I caught a glimpse of a vision today. I was in a seminary standing before a 19th century chapel in the middle of a gardened, gated enclave. Standing proud and strong, the chapel, as the enclave, was built in the height of 19th century optimism--rampant enthusiasm about the progress of the church and the new country. The chapel, and the gated community, portrayed a strong front to the broken, dangerous world outside of it.
And, as I watched, nearly two centuries later, the chapel began to crumble. The enclave was in disrepair. The buildings were worn out and dilapidated having rested still for many years beyond their enthusiastic inception. The grounds around the chapel was capitulating to the outside world, being sold out from underneath the seminary’s keeping. The doors to the grounds were open, but barely. And before me stood this noble chapel. For so long it had desperately clung to hope for a day when it would be repaired, renewed, recommissioned. It longed for a day when enthusiasm and hope would return. But before me, it could hold no longer. With great effort, it released its burden, and crumbled to pieces.
The seminary community was up in arms. They were upset. How dare the grounds fall to such disrepair! How could we let the integrity falter? How could we let the enthusiasm wane? But the school could not manage to keep the buildings in the most basic state. Hope was diminishing. And, at the center, this great symbol of strength, of integrity, and of otherness could hold out no longer.
Those outside laughed and jeered. They mocked the fall of the great chapel, the beautiful grounds, and the school it supported. They ridiculed it for its inability to bring about the great hope that it preached.
All of the expectations. All of the optimism. All of the earthly desire for a community that embodied progress, political change, healing, reason, justice, mercy, and proclamation fell down with it. That desperate, last grasp for a political kingdom disappeared with its destruction. All of that history, simply dust. The enthusiasm was for none.

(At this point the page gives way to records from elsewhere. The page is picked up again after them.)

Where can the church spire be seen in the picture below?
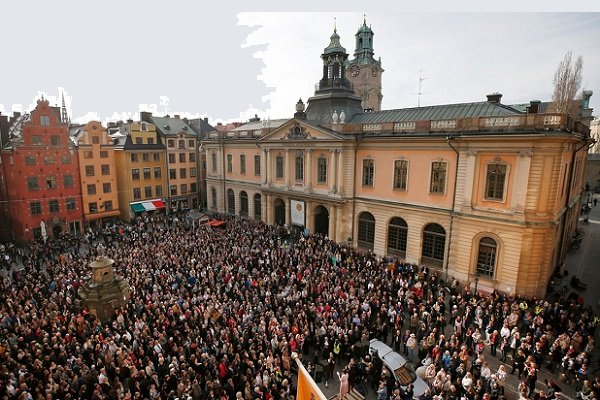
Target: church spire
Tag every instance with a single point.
(63, 110)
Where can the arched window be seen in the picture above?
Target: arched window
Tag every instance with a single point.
(397, 234)
(230, 201)
(486, 257)
(257, 207)
(299, 166)
(434, 244)
(244, 204)
(366, 230)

And those outside came quickly to auction. They violently tore up the land upon which the chapel stood. They desecrated the space to build their own little kingdoms, full with big screen televisions, and plenty of square feet. Angrily they consumed to fill an exacerbated appetite.
And it was, for a while.
But then the earth rumbles, and the earth splits. And everything that stands on the land is torn down and falls into the river. And out from the space emerges people, shining white, the sheer glare made the old chapel pale as the moon pales to the sun. Out from the earth emerges generation upon generation who stood before the chapel and wept, and cried out. Walking in its place stood those who begged, and pleaded, who hoped, longed, hungered and thirsted. Out emerges a people who have long forgotten their visions, their agendas, and their politics. Out emerges a group that care little for the chapel in its former glory, because, filling them with such wholeness as could never be brought, filling them with such justice as could never be achieved, filling them with such integrity as could never be managed, filling them with such mercy as could never be replicated, filling them with such joy and enthusiasm as could never be mustered stood the King, shining so brightly that all hints of former glory and ambition waste away to nothing.
And all cried, “Holy, Holy, Holy! Holy is the lamb who sits upon the throne. Worthy is he, and he alone to be praised.”